Speaking during the debate at the Parliament, German Minister of State for Europe Gunter Gloser and EU Commissioner for Economic and Monetary Affairs Joaquin Almunia welcomed Cyprus and Malta, saying both countries meet the criteria set out by the Union. 

Source: Financial Mirror

Monday, June 11, 2007

EIU expects 3.4% growth for Cyprus in 2007

The Economist Intelligence Unit (EIU) maintained its Cyprus GDP growth forecast at 3.4% and 3.6% for 2007 and 2008 respectively, according to the Sharelink Securities & Financial Services update.

Low growth in the tourism sector will be partly offset by continued strength in exports of business services such as accounting. Investment growth is likely to remain strong as a result of ongoing works to upgrade the two airports, while work to construct new marinas may get under way in 2008, if the government can speed up the tender round.

Government consumption growth is also expected to accelerate, driven by the forthcoming presidential election in February 2008. According to EIU, private consumption growth will be supported by continued strong credit expansion and a fall in commercial (as opposed to official) lending rates from 2008, as local banks respond to competition from other Euro area banks. Credit growth will also help to maintain demand in the construction and retail sectors. The British agency points out that the main risk to this forecast is a sudden fall in credit growth; However it says, this seems unlikely, given that banks are enjoying strong profit growth, commercial interest rates are expected to fall further, and overall lending as a share of GDP is probably lower than in countries such as the UK and Spain.

EIU’s central forecast about interest rates is that the European Central Bank (ECB) will raise rates twice more before the cycle comes to an end at 4.25%. Rises above 4.25% would only occur if growth were to continue as strong as in 2006 and show no sign of slowing by the end of 2007. However, EIU says, Cypriot commercial lending rates, which are higher than in the Euro area, should continue to fall from 2008. The final convergence of Cyprus and ECB rates will happen in the last two months before the adoption of the Euro.

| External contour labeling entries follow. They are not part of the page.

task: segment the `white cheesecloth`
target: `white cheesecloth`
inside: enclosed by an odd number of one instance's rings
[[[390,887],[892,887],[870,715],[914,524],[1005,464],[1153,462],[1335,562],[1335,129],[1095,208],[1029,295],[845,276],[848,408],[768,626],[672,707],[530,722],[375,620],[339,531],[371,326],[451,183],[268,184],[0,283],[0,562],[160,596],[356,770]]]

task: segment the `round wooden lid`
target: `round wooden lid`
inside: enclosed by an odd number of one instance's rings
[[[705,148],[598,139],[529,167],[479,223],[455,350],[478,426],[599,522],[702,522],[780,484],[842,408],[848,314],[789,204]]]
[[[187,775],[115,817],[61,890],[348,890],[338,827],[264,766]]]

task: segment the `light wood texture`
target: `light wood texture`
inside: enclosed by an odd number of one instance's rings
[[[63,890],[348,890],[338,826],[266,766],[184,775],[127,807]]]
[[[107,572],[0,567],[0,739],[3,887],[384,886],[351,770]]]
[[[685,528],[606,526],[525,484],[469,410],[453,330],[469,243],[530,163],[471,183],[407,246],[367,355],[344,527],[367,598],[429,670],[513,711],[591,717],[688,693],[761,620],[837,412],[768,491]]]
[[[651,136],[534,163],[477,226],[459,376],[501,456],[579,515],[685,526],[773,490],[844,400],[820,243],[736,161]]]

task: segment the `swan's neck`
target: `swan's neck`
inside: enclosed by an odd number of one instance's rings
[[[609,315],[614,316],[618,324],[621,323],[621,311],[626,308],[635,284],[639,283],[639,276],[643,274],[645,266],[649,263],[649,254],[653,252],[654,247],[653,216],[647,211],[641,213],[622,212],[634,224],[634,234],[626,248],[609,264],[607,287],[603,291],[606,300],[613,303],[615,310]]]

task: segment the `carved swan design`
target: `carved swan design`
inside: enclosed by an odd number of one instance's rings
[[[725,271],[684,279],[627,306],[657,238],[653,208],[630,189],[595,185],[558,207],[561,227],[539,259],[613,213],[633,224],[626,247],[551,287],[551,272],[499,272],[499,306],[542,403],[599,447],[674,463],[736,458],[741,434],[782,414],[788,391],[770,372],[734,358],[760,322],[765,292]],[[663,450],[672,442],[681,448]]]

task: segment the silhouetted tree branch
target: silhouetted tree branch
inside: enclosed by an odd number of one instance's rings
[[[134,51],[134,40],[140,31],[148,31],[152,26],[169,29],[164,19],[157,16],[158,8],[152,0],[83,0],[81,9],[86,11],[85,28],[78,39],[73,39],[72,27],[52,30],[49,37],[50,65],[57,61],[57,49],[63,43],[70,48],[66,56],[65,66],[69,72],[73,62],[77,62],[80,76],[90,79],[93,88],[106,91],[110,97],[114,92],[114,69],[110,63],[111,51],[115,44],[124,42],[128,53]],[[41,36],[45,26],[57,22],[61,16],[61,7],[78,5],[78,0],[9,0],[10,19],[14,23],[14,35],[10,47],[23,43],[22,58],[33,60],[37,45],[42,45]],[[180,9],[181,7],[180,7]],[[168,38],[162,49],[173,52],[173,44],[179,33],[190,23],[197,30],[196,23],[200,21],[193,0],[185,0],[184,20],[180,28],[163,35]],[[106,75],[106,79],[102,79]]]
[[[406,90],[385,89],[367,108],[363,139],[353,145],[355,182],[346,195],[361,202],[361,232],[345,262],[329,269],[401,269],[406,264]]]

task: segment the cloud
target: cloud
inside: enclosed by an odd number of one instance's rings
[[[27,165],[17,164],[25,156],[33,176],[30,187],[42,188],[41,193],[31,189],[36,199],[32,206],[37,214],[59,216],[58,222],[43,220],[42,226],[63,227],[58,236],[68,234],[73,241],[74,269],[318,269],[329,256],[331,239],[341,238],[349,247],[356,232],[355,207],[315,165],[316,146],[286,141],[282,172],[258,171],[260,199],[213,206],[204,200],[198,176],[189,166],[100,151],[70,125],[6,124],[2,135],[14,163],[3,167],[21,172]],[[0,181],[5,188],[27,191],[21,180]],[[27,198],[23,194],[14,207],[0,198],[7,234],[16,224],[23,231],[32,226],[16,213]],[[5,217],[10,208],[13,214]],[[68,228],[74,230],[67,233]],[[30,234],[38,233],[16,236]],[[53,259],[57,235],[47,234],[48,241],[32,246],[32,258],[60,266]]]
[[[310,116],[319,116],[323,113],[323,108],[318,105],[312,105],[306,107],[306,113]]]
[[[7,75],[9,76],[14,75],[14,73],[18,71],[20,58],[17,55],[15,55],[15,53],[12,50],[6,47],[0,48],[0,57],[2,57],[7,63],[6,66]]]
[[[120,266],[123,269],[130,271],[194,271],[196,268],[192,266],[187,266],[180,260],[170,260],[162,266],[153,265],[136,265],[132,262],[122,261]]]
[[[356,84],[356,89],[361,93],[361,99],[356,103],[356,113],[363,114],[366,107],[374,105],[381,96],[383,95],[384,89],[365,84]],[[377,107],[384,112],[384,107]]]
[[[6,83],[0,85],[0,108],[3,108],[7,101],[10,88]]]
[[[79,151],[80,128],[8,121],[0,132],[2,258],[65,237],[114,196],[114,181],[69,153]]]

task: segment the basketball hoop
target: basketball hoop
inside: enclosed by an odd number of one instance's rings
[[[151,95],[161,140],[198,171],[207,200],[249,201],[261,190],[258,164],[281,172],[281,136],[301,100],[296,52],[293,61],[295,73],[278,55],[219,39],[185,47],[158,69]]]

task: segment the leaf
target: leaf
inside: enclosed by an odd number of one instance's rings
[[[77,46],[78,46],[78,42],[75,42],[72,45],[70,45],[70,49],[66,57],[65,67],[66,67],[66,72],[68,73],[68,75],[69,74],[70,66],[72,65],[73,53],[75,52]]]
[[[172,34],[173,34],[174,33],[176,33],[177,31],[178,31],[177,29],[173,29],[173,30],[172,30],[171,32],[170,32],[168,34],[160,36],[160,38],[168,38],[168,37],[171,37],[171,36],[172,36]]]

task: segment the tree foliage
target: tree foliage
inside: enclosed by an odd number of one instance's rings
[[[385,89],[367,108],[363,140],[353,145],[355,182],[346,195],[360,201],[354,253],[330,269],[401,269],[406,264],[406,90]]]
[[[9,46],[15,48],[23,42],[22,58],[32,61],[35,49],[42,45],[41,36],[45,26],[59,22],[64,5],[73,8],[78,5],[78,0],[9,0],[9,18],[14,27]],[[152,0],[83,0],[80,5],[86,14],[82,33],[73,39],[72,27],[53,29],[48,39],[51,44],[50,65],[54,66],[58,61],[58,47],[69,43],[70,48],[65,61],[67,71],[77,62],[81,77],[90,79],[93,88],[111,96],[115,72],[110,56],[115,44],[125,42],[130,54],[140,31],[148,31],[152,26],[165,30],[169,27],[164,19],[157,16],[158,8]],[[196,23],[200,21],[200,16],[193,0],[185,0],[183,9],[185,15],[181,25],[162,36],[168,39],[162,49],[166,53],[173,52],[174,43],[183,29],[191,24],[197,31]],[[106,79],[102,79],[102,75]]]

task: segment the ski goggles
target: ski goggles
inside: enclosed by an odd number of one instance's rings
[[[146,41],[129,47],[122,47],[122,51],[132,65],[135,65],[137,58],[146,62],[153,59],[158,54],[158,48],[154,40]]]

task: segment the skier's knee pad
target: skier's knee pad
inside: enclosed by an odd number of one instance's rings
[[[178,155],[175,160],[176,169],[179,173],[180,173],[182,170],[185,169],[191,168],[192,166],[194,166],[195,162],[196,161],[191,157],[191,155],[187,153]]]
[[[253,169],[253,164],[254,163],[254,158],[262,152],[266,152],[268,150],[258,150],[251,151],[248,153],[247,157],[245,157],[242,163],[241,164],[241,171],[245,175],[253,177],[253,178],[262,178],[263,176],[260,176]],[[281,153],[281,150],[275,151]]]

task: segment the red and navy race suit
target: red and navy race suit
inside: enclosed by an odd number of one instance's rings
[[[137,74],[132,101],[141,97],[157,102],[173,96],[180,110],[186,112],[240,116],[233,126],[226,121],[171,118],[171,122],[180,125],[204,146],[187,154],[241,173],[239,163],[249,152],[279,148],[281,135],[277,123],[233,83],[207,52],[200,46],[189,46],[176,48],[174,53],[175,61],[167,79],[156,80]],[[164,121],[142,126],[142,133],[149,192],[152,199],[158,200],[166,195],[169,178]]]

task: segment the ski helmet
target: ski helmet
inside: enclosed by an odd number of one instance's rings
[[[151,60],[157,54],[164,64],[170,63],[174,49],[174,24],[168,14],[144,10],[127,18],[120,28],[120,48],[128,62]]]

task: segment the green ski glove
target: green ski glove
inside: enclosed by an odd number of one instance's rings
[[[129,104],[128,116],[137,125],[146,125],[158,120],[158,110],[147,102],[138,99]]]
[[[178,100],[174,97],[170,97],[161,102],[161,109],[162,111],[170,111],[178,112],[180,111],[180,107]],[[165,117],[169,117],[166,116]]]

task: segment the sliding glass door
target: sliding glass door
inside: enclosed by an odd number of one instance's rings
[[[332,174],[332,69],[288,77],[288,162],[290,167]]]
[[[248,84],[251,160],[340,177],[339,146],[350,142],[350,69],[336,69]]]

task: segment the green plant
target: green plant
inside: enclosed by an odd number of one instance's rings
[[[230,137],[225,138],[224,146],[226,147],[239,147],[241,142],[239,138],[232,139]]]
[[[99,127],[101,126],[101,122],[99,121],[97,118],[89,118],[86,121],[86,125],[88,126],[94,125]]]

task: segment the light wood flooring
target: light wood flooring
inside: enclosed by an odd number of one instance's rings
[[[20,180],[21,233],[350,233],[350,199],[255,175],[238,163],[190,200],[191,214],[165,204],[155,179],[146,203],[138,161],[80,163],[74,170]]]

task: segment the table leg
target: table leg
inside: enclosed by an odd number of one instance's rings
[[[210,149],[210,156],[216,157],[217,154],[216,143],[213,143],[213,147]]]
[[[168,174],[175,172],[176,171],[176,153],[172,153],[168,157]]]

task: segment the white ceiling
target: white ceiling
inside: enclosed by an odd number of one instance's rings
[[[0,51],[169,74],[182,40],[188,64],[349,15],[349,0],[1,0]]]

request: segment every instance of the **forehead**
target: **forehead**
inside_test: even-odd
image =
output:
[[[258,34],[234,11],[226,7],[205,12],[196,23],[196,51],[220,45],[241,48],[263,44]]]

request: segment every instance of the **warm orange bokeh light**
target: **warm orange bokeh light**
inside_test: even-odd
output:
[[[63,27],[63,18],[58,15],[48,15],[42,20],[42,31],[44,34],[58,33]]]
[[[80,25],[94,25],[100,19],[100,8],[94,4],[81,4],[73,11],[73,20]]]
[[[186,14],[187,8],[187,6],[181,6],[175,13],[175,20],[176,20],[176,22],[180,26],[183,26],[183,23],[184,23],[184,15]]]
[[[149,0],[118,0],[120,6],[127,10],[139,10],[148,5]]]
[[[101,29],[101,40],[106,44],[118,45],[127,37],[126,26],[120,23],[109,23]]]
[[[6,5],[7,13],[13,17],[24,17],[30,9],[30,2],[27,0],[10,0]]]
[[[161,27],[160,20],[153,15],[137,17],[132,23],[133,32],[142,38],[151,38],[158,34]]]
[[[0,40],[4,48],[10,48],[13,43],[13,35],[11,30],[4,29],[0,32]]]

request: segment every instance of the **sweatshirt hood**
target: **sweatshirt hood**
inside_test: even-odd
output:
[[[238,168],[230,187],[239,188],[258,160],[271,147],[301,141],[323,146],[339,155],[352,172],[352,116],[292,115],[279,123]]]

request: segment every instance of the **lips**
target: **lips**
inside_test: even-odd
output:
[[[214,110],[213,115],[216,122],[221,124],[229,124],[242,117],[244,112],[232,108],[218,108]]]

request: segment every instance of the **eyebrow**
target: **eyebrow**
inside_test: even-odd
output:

The EIU says that the Cyprus pound is already approaching the central parity rate. Under the planned schedule the exchange rate with the Euro will be locked in July 2007; mandatory dual pricing in euros and Cyprus pounds will run from September 2007 until June 2008; and the Cyprus pound will cease to be legal tender in February 2008. According to EIU the Euro is forecast to strengthen against both the US dollar and sterling on average in 2007-08.